Sukses di UMK Academy Pertamina, Batik Gonggong Batam Rambah Pasar Internasional



Batamramah.com, BATAM – Pertamina Patra Niaga Regional Sumbagut terus mendorong Usaha Mikro, Kecil, dan Menengah (UMKM) binaan untuk naik kelas. Salah satunya Batik Tenun Arios, pelopor Batik Gonggong asal Batam milik Ati Sulastri Aritonang, yang berhasil masuk 20 besar nasional ajang UMK Academy Pertamina.

Apresiasi itu disampaikan Area Manager Communication, Relations & CSR Pertamina Patra Niaga Regional Sumbagut, Fahrougi Andriani Sumampouw, saat berkunjung ke Galeri Batik Tenun Arios, Selasa (15/9/2026).

"Batik Tenun Arios bergabung menjadi mitra binaan Pertamina sejak 2024 melalui program UMK Academy. Setelah melalui kurasi ketat oleh para ahli, alhamdulillah usaha ini berhasil masuk 20 besar nasional dari total 1.200 peserta se-Indonesia,"ujar Fahrougi.

Sebagai bagian dari 20 besar, pelaku usaha mendapatkan pelatihan intensif dengan konsep go modern, go digital, go online,hingga go global.

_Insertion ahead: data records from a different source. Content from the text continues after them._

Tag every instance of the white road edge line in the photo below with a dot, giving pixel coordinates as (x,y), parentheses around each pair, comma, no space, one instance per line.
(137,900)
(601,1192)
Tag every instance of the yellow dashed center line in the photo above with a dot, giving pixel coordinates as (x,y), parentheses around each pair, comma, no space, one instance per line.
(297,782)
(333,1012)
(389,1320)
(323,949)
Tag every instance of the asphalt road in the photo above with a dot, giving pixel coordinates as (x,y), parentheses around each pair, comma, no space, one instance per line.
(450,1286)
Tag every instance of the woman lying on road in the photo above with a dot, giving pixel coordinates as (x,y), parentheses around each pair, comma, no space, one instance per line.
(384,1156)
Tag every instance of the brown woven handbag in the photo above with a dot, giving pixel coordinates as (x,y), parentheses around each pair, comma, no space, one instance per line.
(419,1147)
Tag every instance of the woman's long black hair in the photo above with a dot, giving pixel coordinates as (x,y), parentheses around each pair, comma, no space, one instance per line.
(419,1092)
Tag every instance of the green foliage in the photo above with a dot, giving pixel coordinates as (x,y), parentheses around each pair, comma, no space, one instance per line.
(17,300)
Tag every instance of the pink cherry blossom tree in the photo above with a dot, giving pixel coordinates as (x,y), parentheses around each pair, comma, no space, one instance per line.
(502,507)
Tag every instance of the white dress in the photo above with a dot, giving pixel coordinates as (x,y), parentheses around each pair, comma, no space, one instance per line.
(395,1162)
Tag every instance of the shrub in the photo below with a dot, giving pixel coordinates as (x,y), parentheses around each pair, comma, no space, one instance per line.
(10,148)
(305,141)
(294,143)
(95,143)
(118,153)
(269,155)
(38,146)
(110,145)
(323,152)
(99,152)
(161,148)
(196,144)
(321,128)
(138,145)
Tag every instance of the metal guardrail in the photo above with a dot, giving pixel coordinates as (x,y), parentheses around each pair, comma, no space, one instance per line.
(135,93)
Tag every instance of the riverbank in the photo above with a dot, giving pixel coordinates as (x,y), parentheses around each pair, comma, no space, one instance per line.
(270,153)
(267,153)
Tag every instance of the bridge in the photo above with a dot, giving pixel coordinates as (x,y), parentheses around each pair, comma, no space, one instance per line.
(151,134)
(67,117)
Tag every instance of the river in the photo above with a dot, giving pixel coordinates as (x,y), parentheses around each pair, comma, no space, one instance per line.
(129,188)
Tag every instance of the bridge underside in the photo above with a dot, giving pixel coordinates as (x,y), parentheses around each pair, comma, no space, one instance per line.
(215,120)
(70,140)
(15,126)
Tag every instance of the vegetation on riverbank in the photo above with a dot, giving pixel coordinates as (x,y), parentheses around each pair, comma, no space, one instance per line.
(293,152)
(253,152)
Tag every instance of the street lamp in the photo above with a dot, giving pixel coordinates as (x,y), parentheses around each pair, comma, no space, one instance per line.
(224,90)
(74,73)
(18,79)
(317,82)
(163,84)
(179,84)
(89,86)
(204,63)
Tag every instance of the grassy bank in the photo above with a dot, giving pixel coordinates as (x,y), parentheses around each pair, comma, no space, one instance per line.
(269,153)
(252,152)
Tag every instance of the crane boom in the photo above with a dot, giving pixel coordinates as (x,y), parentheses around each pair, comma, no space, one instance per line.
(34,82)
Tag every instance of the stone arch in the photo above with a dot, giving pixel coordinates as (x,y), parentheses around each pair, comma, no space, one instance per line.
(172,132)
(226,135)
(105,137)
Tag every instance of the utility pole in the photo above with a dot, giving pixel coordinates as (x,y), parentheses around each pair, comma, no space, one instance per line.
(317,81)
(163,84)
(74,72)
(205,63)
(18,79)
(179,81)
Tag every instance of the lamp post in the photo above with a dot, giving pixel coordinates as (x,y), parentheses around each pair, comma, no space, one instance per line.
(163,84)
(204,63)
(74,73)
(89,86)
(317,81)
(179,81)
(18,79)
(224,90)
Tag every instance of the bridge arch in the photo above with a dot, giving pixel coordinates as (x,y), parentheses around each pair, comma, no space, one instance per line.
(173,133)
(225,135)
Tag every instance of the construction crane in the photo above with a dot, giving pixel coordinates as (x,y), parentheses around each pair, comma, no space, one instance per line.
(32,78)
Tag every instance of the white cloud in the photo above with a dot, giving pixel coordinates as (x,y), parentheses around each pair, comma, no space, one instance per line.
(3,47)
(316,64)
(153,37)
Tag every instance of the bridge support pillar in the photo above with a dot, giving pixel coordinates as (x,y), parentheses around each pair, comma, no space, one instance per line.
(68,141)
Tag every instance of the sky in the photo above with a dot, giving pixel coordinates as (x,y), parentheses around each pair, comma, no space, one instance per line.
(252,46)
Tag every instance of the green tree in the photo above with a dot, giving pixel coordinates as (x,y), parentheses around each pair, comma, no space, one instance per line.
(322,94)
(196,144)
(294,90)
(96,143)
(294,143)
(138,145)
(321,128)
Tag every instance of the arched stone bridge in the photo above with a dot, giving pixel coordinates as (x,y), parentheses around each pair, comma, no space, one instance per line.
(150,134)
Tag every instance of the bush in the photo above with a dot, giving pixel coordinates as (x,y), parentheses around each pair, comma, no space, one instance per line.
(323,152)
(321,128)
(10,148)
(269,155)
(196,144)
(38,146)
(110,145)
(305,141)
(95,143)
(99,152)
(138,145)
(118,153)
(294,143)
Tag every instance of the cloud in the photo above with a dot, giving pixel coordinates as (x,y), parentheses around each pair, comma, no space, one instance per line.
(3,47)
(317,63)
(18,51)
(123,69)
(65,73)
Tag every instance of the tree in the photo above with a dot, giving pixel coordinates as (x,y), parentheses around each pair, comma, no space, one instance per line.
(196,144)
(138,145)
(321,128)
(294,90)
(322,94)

"Pertamina tidak hanya fokus pada kelancaran distribusi energi, tetapi juga berkomitmen mendampingi UMKM potensial. Harapannya, para alumni UMK Academy dapat meningkatkan inovasi, meraih profit lebih tinggi, dan memberikan efek pengganda bagi perekonomian masyarakat Kota Batam,"lanjutnya.


Angkat Motif Biota Laut Kepri

Batik Tenun Arios dikenal karena konsisten mengangkat kekayaan biota laut Kepulauan Riau, khususnya motif gonggong. Ciri khasnya terletak pada dominasi warna biru yang melambangkan wilayah maritim Kepri.

Ati menjelaskan, seluruh proses pembuatan Batik Gonggong menggunakan teknik cap dan tulis murni dengan pewarna indigosol. Untuk bahan, ia menggunakan kain katun jenis Kereta Kencana dan sutra halus.

"Waktu pengerjaan sangat bergantung pada kerumitan motif dan cuaca. Untuk kain katun motif standar butuh 10 hari hingga dua minggu. Motif rumit atau full pattern bisa tiga minggu. Kalau untuk sutra, bisa sampai satu bulan,"jelas Ati.

Produk eksklusif ini dijual mulai Rp1,5 juta hingga Rp10 juta per lembar. Batik karyanya kerap dipesan sebagai cendera mata tingkat nasional.

Tembus Pasar Internasional

Meski menghadapi kendala pengadaan bahan baku dari Jawa dan mahalnya biaya logistik, kualitas Batik Tenun Arios terbukti mampu bersaing hingga ke luar negeri.

Selain aktif mengikuti pameran nasional seperti Karya Kreatif Indonesia binaan Bank Indonesia dan ajang di Jakarta Convention Center, Batik Tenun Arios juga pernah dibawa Pertamina ke Expo Nasional UMK Academy di Malang pada 2024. Pemasarannya sudah menjangkau Singapura, Malaysia, Georgia, hingga Amerika Serikat melalui sistem hand carry.

Melihat potensi strategis Batam yang berbatasan langsung dengan negara tetangga, Ati berharap ada fasilitas pendukung dari BUMN.

"Kami berharap Pertamina dapat menghadirkan Rumah BUMN atau galeri promosi nasional di Kota Batam. Posisi Batam sangat strategis untuk menjangkau pasar Singapura dan Malaysia secara langsung,"harapnya.